Sysupgrading without keeping changes, and replacing everything except these 3 files boots fine.
The only real difference in passwd/shadow is an additional user I add for samba.
Additional testing: editing the files to add the samba user I mentioned above works fine -- I add the user and the router reboots just fine. There seem to only be issues with overwriting passwd (and possibly shadow) through copy/move or tar. Strange?
As mentioned above I'm flashing from r14721+18-4ff7bdfeeb to latest master, right now r14887+17-a47279154e.
So I believe I have this resolved. I still don't understand which commit caused the issue but keeping files was broken at r14721 and as of r14898+17-c02096361c it seems to no longer be an issue.

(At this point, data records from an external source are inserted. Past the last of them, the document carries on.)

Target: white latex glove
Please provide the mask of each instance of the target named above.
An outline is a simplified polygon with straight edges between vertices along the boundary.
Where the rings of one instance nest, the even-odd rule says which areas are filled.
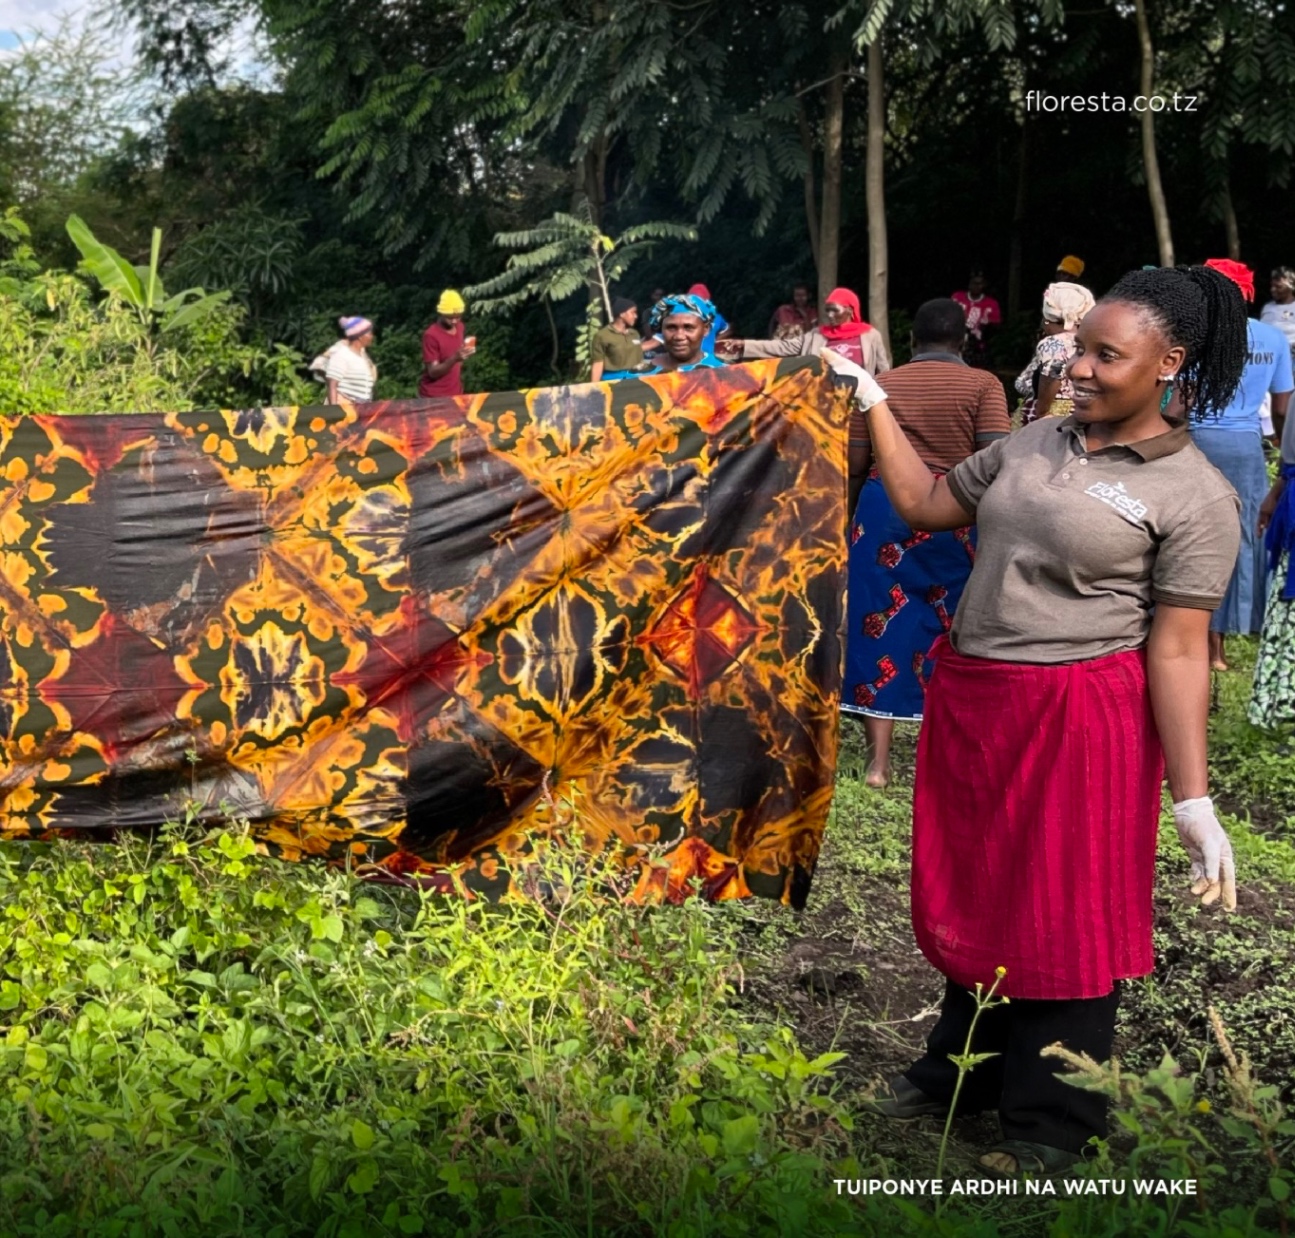
[[[881,384],[863,366],[855,365],[853,361],[841,356],[840,353],[833,352],[830,348],[825,348],[819,354],[819,359],[834,374],[846,375],[855,380],[858,386],[854,391],[854,402],[859,406],[860,412],[866,413],[874,404],[880,404],[886,398]]]
[[[1223,906],[1235,911],[1237,905],[1236,867],[1232,842],[1214,814],[1208,795],[1181,800],[1174,805],[1174,825],[1192,861],[1192,893],[1206,906],[1223,898]]]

To upgrade and get a booting router:
save off a config, external to router
sysupgrade -n (not keeping files)
ssh into router, transfer config over and extract to a temp location
in the temp location, move /etc/passwd,shadow,groups to a different temp location
cp all remaining config files recursively to their proper locations
edit passwd/shadow/groups manually to add info from the files reserved from the config
This then boots and is once again sysupgradable keeping config.